Improve zfs send performance by bypassing the ARC

When doing a zfs send on a dataset with small recordsize (e.g. 8K), performance is dominated by the per-block overheads. This is especially true with `zfs send --compressed`, which further reduces the amount of data sent, for the same number of blocks. Several threads are involved, but the limiting factor is the `send_prefetch` thread, which is 100% on CPU. The main job of the `send_prefetch` thread is to issue zio's for the data that will be needed by the main thread. It does this by calling `arc_read(ARC_FLAG_PREFETCH)`. This has an immediate cost of creating an arc_hdr, which takes around 14% of one CPU. It also induces later costs by other threads: * Since the data was only prefetched, dmu_send()->dmu_dump_write() will need to call arc_read() again to get the data. This will have to look up the arc_hdr in the hash table and copy the data from the scatter ABD in the arc_hdr to a linear ABD in arc_buf. This takes 27% of one CPU. * dmu_dump_write() needs to arc_buf_destroy() This takes 11% of one CPU. * arc_adjust() will need to evict this arc_hdr, taking about 50% of one CPU. All of these costs can be avoided by bypassing the ARC if the data is not already cached. This commit changes `zfs send` to check for the data in the ARC, and if it is not found then we directly call `zio_read()`, reading the data into a linear ABD which is used by dmu_dump_write() directly. The performance improvement is best expressed in terms of how many blocks can be processed by `zfs send` in one second. This change increases the metric by 50%, from ~100,000 to ~150,000. When the amount of data per block is small (e.g. 2KB), there is a corresponding reduction in the elapsed time of `zfs send >/dev/null` (from 86 minutes to 58 minutes in this test case). In addition to improving the performance of `zfs send`, this change makes `zfs send` not pollute the ARC cache.

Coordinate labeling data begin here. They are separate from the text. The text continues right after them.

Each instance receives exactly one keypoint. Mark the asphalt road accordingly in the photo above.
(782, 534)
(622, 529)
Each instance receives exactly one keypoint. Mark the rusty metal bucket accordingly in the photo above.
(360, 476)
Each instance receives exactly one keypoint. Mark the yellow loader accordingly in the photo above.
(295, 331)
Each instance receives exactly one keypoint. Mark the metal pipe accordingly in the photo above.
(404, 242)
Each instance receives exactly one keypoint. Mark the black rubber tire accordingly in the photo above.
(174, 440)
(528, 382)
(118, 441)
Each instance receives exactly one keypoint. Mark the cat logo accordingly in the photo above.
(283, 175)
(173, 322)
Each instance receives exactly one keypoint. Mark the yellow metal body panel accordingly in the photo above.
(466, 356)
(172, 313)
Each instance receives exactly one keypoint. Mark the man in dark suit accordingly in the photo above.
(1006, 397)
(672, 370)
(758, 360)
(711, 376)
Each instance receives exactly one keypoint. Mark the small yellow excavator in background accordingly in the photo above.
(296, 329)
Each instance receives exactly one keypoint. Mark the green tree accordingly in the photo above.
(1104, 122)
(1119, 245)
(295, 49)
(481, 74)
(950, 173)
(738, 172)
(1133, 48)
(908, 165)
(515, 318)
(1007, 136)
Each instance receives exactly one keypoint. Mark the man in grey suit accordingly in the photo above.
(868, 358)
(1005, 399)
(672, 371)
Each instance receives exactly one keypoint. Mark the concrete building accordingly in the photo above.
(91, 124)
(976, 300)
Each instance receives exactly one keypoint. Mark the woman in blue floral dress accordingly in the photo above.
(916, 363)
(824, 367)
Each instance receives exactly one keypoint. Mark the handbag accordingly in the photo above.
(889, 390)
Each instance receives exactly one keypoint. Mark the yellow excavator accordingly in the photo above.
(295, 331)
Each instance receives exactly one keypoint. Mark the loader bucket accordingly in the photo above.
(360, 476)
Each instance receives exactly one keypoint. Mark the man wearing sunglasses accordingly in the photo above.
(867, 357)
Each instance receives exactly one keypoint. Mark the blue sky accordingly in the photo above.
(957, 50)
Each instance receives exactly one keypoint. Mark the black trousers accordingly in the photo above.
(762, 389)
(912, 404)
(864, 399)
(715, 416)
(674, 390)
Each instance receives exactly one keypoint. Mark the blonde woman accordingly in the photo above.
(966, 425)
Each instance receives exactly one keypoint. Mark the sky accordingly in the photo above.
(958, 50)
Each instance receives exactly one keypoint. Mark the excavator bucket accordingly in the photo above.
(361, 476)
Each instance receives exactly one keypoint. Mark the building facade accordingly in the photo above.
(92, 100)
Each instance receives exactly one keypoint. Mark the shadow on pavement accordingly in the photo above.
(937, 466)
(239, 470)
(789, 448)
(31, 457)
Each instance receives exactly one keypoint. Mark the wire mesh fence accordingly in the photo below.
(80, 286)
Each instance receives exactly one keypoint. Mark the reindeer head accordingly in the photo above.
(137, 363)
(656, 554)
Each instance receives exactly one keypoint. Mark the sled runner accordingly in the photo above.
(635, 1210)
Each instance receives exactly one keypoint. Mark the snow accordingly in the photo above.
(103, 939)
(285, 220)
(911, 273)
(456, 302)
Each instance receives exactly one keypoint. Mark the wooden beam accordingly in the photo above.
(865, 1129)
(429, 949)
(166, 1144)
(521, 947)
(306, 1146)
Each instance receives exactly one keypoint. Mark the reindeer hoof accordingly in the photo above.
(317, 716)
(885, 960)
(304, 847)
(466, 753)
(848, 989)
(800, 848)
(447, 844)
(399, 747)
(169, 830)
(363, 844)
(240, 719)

In most cases the data will not be reused, so this allows us to keep caching useful data in the MRU (hit-once) part of the ARC. Reviewed-by: Paul Dagnelie <pcd@delphix.com> Reviewed-by: Serapheim Dimitropoulos <serapheim@delphix.com> Reviewed-by: Brian Behlendorf <behlendorf1@llnl.gov> Signed-off-by: Matthew Ahrens <mahrens@delphix.com> Closes #10067
2026-05-24 03:08:51 +03:00 · 2020-03-10 10:51:04 -07:00
parent 9be70c3784
commit 1dc32a67e9
4 changed files with 235 additions and 151 deletions
@@ -548,7 +548,8 @@ arc_stats_t arc_stats = {
 	{ "demand_hit_prescient_prefetch", KSTAT_DATA_UINT64 },
 	{ "arc_need_free",		KSTAT_DATA_UINT64 },
 	{ "arc_sys_free",		KSTAT_DATA_UINT64 },
-	{ "arc_raw_size",		KSTAT_DATA_UINT64 }
+	{ "arc_raw_size",		KSTAT_DATA_UINT64 },
+	{ "cached_only_in_progress",	KSTAT_DATA_UINT64 },
 };

 #define	ARCSTAT_MAX(stat, val) {					\
@@ -5563,6 +5564,13 @@ top:
 		if (HDR_IO_IN_PROGRESS(hdr)) {
 			zio_t *head_zio = hdr->b_l1hdr.b_acb->acb_zio_head;

+			if (*arc_flags & ARC_FLAG_CACHED_ONLY) {
+				mutex_exit(hash_lock);
+				ARCSTAT_BUMP(arcstat_cached_only_in_progress);
+				rc = SET_ERROR(ENOENT);
+				goto out;
+			}
+
 			ASSERT3P(head_zio, !=, NULL);
 			if ((hdr->b_flags & ARC_FLAG_PRIO_ASYNC_READ) &&
 			    priority == ZIO_PRIORITY_SYNC_READ) {
@@ -5698,12 +5706,21 @@ top:
 		uint64_t size;
 		abd_t *hdr_abd;

+		if (*arc_flags & ARC_FLAG_CACHED_ONLY) {
+			rc = SET_ERROR(ENOENT);
+			if (hash_lock != NULL)
+				mutex_exit(hash_lock);
+			goto out;
+		}
+
 		/*
 		 * Gracefully handle a damaged logical block size as a
 		 * checksum error.
 		 */
 		if (lsize > spa_maxblocksize(spa)) {
 			rc = SET_ERROR(ECKSUM);
+			if (hash_lock != NULL)
+				mutex_exit(hash_lock);
 			goto out;
 		}